As extraordinary as these findings are, WW could not find any officials at PPS who say they knew of the testing or the results prior to learning of them from WW last Friday. Nor is it clear what was done in response to the tests.
Superintendent Carole Smith (who has led the school district since 2007), PPS chief operating officer Tony Magliano, and five members of the School Board all told WW that the 2010-2012 tests were news to them. Andy Fridley, the district's environmental director, declined to answer questions.
On Friday, May 27, WW emailed the test results to district officials at 3:47 pm. Smith did not respond until Tuesday morning.
But that evening, four hours after they received the test results from WW, the district abruptly announced it was shutting off drinking water at all PPS schools for the rest of the school year and providing bottled water instead. At the time, local media assumed it was just a precautionary measure stemming from the findings at Creston and Rose City Park, not because of test results showing problems at other schools.
The district denied Tuesday there was a connection.
"No, it was a precautionary move," says PPS spokeswoman Christine Miles.
Smith, reached by phone early Tuesday, says she knew nothing about any lead test results from 2010 to 2012, even though she was superintendent at the time.
"Was I aware of it? No," Smith says.
Now, Smith wants a "third-party investigation" that she hopes will identify "lapses in judgment, protocol and communication."
Gwen Sullivan, president of the Portland Association of Teachers, says teachers were never told of the results from 2010 to 2012.
"It's shocking, and it's scary not only as a parent but because of all the teachers in the buildings all the time," she tells WW.
School Board member Mike Rosen, who, as former manager for the Portland Bureau of Environmental Services, is familiar with water testing, reviewed the documents provided to WW.
"It appears, based on a preliminary review of a portion of data from as recently as five years ago, there may have been reason for the district to suspect that further investigation of lead in drinking water was needed," Rosen says. "The need for an objective, thorough and speedy investigation is, as the superintendent has said, urgent and a high priority."
School Board Chairman Tom Koehler, who also said the results were news to him, is calling for a "thorough examination by an outside entity" of how PPS handles lead testing.
"We don't know the answers to those questions, and we want to know them as soon as we can," he says. "That's unacceptable, and we need to get to the bottom of this."
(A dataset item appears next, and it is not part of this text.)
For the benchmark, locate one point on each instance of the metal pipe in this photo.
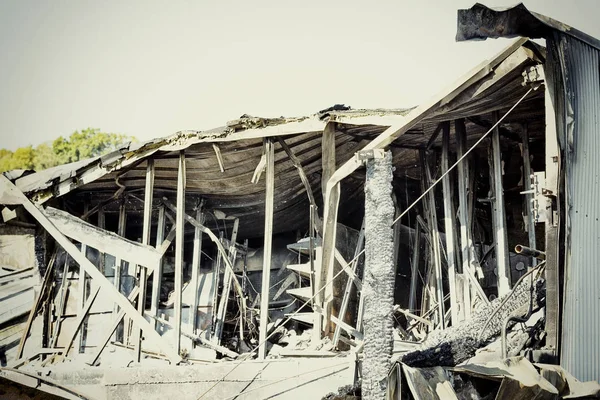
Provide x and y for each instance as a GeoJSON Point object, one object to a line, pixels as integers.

The Oregonian first reported last week that tests in March at Creston and Rose City Park schools found levels of lead above the U.S. Environmental Protection Agency's "action level" of 15 parts per billion.
PPS belatedly turned off the water and began preparations to replace fixtures and retest them.
On Friday, May 27, Smith acknowledged she had failed to communicate this information for nearly two months.
Now Smith must face the charge that the district has known of problems at many, many more schools for at least four years—even though officials are claiming in essence that while the testing was done, no one knew it.
PPS COO Magliano said over the weekend that he is now reviewing the data WW provided him.
"I have my staff going through the database," Magliano says. "I don't have a specific answer at this time."
The newly uncovered results show elevated lead levels at a number of buildings, including Kelly Elementary. On Jan. 16, 2012, a bubbler in the music room in a portable showed a level of 174 parts per billion, and in Room 7, which was labeled as a lounge, a fixture showed a reading of 140 ppb. At George Middle School, Room 303 showed a reading of 100 ppb on March 31, 2012.
Not all of the buildings with high levels of lead serve children. At one administrative building, called in documents "the Rice site," the lead level hit 1,700 parts per billion.
In Flint, Mich., by comparison, 10 percent of the households had water at or above 27 parts per billion, though some readings were in the 30,000 ppb range.
The School Board held an emergency meeting Tuesday night.